Many larger labs are finding that the efficiency gained by installing a newer, more efficient engine is the only way to provide effective connectivity to clients. Lower volume labs can now install the same technology and move each of their clients closer to the world of “interoperability.”
Advantages of an engine
Here are a few of the advantages reference labs report when using an interface engine to manage their HL7-enabled, client interfaces:
Decreased LIS-vendor dependence
Reduced interface-development costs
A single inbound orders interface from an engine to the LIS and a single outbound results interface to the engine will likely serve all clients.
Faster interface development for new clients and applications
Since the LIS vendor does not have to be involved in each inbound orders and outbound results interface, and the engine provides better tools for building interfaces, each interface can be built in a fraction of the time required in the point-topoint network.
Greater control of data communications
Reduced interface maintenance requirements allowing for reductions in support staff
Increases in communications reliability and accuracy
Selecting an interface engine
A quality interface engine operates smoothly behind the scenes while seamlessly coordinating the exchange of data between a variety of HL7- compliant systems. A great engine operates so efficiently that one soon forgets it is there.

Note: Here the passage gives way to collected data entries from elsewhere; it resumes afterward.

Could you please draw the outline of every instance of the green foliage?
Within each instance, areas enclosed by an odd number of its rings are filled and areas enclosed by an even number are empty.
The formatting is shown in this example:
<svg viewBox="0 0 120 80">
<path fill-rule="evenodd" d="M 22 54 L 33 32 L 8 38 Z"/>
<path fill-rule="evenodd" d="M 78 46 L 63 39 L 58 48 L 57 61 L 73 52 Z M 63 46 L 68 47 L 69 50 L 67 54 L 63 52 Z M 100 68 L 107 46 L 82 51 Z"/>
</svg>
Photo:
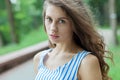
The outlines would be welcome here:
<svg viewBox="0 0 120 80">
<path fill-rule="evenodd" d="M 120 0 L 115 0 L 115 1 L 116 1 L 117 19 L 118 19 L 118 23 L 120 24 Z"/>
<path fill-rule="evenodd" d="M 34 38 L 33 38 L 34 37 Z M 38 30 L 33 30 L 29 34 L 24 35 L 19 44 L 9 44 L 0 48 L 0 55 L 10 53 L 37 43 L 47 40 L 47 35 L 44 32 L 44 28 L 40 27 Z"/>
<path fill-rule="evenodd" d="M 38 8 L 34 5 L 38 3 L 37 0 L 20 0 L 20 3 L 20 9 L 15 11 L 15 20 L 17 32 L 22 37 L 42 25 L 42 11 L 40 11 L 42 6 Z"/>
<path fill-rule="evenodd" d="M 3 39 L 3 44 L 6 45 L 7 43 L 10 43 L 11 42 L 10 27 L 8 26 L 8 24 L 1 25 L 0 32 Z"/>
<path fill-rule="evenodd" d="M 120 0 L 114 0 L 115 1 L 115 10 L 117 13 L 117 20 L 118 24 L 120 24 Z M 101 25 L 108 24 L 109 21 L 107 18 L 109 18 L 109 6 L 107 9 L 105 9 L 108 5 L 109 0 L 85 0 L 86 3 L 88 3 L 91 7 L 91 10 L 96 15 L 97 20 L 99 20 Z M 107 13 L 105 12 L 107 10 Z"/>
<path fill-rule="evenodd" d="M 108 0 L 85 0 L 85 2 L 90 5 L 90 9 L 95 15 L 96 20 L 99 21 L 99 24 L 102 26 L 106 24 L 104 5 L 106 5 Z"/>
<path fill-rule="evenodd" d="M 25 34 L 28 34 L 34 29 L 38 29 L 42 25 L 42 9 L 44 0 L 17 0 L 17 3 L 12 4 L 13 15 L 15 18 L 15 27 L 17 31 L 18 38 L 21 40 Z M 91 6 L 92 12 L 96 15 L 96 19 L 101 25 L 107 24 L 106 16 L 104 12 L 104 5 L 108 0 L 84 0 L 87 4 Z M 120 1 L 116 1 L 118 20 L 120 19 Z M 0 27 L 8 25 L 8 16 L 6 12 L 5 0 L 0 3 Z M 8 30 L 10 32 L 10 29 Z M 6 38 L 10 36 L 5 30 L 1 31 L 4 34 L 4 40 L 6 43 L 10 43 L 11 38 Z"/>
<path fill-rule="evenodd" d="M 6 18 L 7 12 L 5 10 L 5 1 L 0 2 L 0 34 L 2 35 L 3 45 L 11 42 L 10 27 L 8 25 L 8 19 Z"/>
<path fill-rule="evenodd" d="M 7 13 L 5 10 L 0 10 L 0 25 L 4 25 L 6 24 L 6 21 L 7 21 Z"/>
<path fill-rule="evenodd" d="M 5 0 L 0 1 L 0 9 L 5 9 Z"/>
<path fill-rule="evenodd" d="M 24 35 L 42 25 L 42 0 L 17 0 L 12 4 L 15 29 L 21 40 Z M 11 43 L 10 25 L 5 0 L 0 1 L 0 32 L 4 44 Z"/>
<path fill-rule="evenodd" d="M 44 0 L 36 0 L 36 2 L 34 3 L 34 6 L 36 6 L 37 9 L 42 10 L 43 2 Z"/>
</svg>

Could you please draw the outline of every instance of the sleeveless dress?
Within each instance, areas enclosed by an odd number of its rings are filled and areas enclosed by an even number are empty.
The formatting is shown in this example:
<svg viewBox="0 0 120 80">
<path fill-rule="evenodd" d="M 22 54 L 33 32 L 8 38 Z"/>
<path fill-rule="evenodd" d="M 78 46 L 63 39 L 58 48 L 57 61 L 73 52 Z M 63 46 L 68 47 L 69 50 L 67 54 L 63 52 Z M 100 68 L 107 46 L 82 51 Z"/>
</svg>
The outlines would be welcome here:
<svg viewBox="0 0 120 80">
<path fill-rule="evenodd" d="M 55 70 L 50 70 L 43 63 L 44 56 L 49 51 L 51 51 L 51 49 L 44 50 L 41 52 L 38 73 L 36 75 L 35 80 L 78 80 L 78 68 L 84 57 L 90 53 L 85 50 L 82 52 L 78 52 L 66 64 L 57 67 L 57 69 Z"/>
</svg>

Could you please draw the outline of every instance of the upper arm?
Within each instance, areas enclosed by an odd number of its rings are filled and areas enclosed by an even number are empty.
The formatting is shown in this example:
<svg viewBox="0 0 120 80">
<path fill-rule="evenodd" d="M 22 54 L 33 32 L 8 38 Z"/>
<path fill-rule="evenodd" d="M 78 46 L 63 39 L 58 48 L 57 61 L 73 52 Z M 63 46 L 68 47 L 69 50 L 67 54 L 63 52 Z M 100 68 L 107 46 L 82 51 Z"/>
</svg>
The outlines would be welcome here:
<svg viewBox="0 0 120 80">
<path fill-rule="evenodd" d="M 79 68 L 80 80 L 102 80 L 99 61 L 94 55 L 87 55 Z"/>
<path fill-rule="evenodd" d="M 36 74 L 38 72 L 39 61 L 40 61 L 40 53 L 37 53 L 33 58 L 34 71 Z"/>
</svg>

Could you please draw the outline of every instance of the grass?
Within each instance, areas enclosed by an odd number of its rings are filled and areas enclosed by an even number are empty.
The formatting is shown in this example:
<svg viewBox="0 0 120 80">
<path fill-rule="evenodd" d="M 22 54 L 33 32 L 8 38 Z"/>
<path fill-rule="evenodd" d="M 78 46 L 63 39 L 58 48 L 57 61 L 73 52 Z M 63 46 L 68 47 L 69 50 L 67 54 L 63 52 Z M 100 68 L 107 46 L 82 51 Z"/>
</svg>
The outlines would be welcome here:
<svg viewBox="0 0 120 80">
<path fill-rule="evenodd" d="M 19 44 L 9 44 L 8 46 L 1 47 L 0 55 L 8 54 L 12 51 L 16 51 L 16 50 L 28 47 L 30 45 L 40 43 L 41 41 L 44 41 L 46 39 L 47 39 L 47 35 L 44 32 L 43 28 L 34 30 L 29 34 L 25 35 Z"/>
<path fill-rule="evenodd" d="M 120 42 L 120 35 L 118 35 L 118 40 Z M 120 44 L 120 43 L 119 43 Z M 113 62 L 107 61 L 110 66 L 109 76 L 112 80 L 120 80 L 120 45 L 119 46 L 109 46 L 109 50 L 113 54 Z"/>
<path fill-rule="evenodd" d="M 113 53 L 113 61 L 114 64 L 108 61 L 110 65 L 109 76 L 112 77 L 113 80 L 119 80 L 120 76 L 120 46 L 110 47 L 110 51 Z"/>
</svg>

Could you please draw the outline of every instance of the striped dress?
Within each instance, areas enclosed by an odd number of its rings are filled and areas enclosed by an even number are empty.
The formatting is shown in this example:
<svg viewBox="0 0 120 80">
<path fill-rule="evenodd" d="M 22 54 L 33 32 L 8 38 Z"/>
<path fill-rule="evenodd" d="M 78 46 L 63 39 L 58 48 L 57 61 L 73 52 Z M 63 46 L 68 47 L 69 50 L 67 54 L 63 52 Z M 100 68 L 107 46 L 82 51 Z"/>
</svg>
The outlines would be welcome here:
<svg viewBox="0 0 120 80">
<path fill-rule="evenodd" d="M 51 49 L 42 51 L 38 66 L 38 74 L 35 80 L 78 80 L 77 72 L 83 58 L 89 54 L 87 51 L 78 52 L 72 59 L 63 66 L 57 67 L 55 70 L 48 69 L 44 63 L 44 56 Z"/>
</svg>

An interface engine simplifies the highly complex task of mapping dissimilar data types and formats used within the healthcare industry. It also provides a detailed log to indicate the successful delivery of messages.
Here are the high level attributes one should look for in an interface engine:
Easy to implement, configure, and deploy
Does not require a programmer to install or maintain
Has the flexibility to adapt to the many diverse interpretations of HL7 provided by your clients
Labor-saving, centralized interface management The following list of specific features is critical for an effective interface engine:
Easy to use, step by step screens and wizards to walk users through workflow related to building, testing, implementing and maintaining interfaces
An interface management console that provides a visual means for monitoring the status of interface connections
Store and forward message queuing to assure proper order of receipt and delivery of messages and associated acknowledgements (ACKs)
Extensive logging that tracks transaction history and creates message archives
“Out-of-the-box” specifications to all published HL7 releases in use today should be available to the implementer
Tooling to facilitate quick support of nonstandard HL7 data
An easy method of handling “one off” details such as “Z” segments
Validation and testing of interfaces should be easy
Testing tools and the ability to edit messages should be easy
The most successful electronic networks are built when a relationship with an interface engine company is structured around common goals. The provider of your interface engine must work well with your staff and your other vendors.
More competitive reference labs have discovered an interface engine is no longer optional. It has become mission critical—an indispensable tool for delivering better service with faster and more accurate results electronically.
In addition to providing results to one’s clients in a more efficient manner, a properly implemented interface engine will reduce staff requirements thus mitigating exposure to increasing labor costs. It will improve cash flow by speeding the transmission of accurate billing information. Overall, an interface engine enhances the bottom line.
About the author
Sonal N. Patel, MBA, BS, MT(ASCP) has extensive experience working in healthcare from both the provider and vendor perspective. Prior to her role as Chief Customer Success Officer at Lyniate, she served as a Medical Technologist and Laboratory Supervisor at Roche Diagnostic/Golden Triangle Regional Medical Center/Baptist Memorial Hospital and also operated in several client services, support and training roles at Antrim/Sunquest/ Misys Healthcare Systems.